Error when launch Training multigpu

I get this error when i run training with mulitiGPUs:
nvalidArgumentError: 2 root error(s) found.
** (0) Invalid argument: Cannot batch tensors with different shapes in component 0. First element had shape [60,400,400,3] and element 7 had shape [32,400,400,3].**

Any help would be appreciated.
Thanks.

Hi @Awatef_Edhib. Welcome to the forum.
Did you manage to get your code working on a CPU?
I mean the error message doesn’t suggest this relates to GPU/multi GPUs. It looks like a “regular” op issue due to different batch size. I may be wrong though.

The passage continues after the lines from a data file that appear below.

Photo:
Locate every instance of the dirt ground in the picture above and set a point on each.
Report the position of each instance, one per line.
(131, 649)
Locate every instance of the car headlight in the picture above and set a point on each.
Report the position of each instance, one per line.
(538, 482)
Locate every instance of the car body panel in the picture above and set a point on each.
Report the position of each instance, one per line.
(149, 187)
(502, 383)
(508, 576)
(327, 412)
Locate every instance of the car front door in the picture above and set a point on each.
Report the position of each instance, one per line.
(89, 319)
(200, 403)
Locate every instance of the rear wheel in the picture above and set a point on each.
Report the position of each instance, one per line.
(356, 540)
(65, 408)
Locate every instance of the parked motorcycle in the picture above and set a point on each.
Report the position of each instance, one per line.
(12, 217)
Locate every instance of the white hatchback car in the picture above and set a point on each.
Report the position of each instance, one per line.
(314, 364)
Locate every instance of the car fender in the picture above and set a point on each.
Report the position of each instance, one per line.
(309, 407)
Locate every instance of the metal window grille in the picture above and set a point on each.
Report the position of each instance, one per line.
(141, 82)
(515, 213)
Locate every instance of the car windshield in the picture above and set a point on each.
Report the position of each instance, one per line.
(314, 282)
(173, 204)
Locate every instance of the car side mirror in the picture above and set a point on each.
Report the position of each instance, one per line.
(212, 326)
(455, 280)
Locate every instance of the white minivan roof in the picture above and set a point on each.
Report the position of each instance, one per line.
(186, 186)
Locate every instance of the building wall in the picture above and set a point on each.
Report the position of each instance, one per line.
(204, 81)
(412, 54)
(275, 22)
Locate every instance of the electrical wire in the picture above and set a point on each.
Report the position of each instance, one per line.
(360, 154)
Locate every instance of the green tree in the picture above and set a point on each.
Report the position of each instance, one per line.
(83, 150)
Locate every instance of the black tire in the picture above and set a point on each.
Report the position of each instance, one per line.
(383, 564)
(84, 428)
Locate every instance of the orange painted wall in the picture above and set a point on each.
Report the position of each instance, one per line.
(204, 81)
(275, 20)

Hi @Awatef_Edhib, The error occurs due to combing of 2 different batch size tensors. You can try by unbatching them. Also as @tagoma suggested you can run your code on single cpu to know if it is a problem occurs using multi GPU or problem in the code implementation. Thank You.

1 Like

Hello @tagoma @Kiran_Sai_Ramineni when i run it in single gpu and with batch size = 1, it work without any error. But when i run it on multigpus or i change batch size, i get an error.

1 Like

Hey @Awatef_Edhib!

@Ekaterina_Dranitsyna posted it yesterday

E.g. the section Creating a data parallel mesh

By chance, could this be of help to you?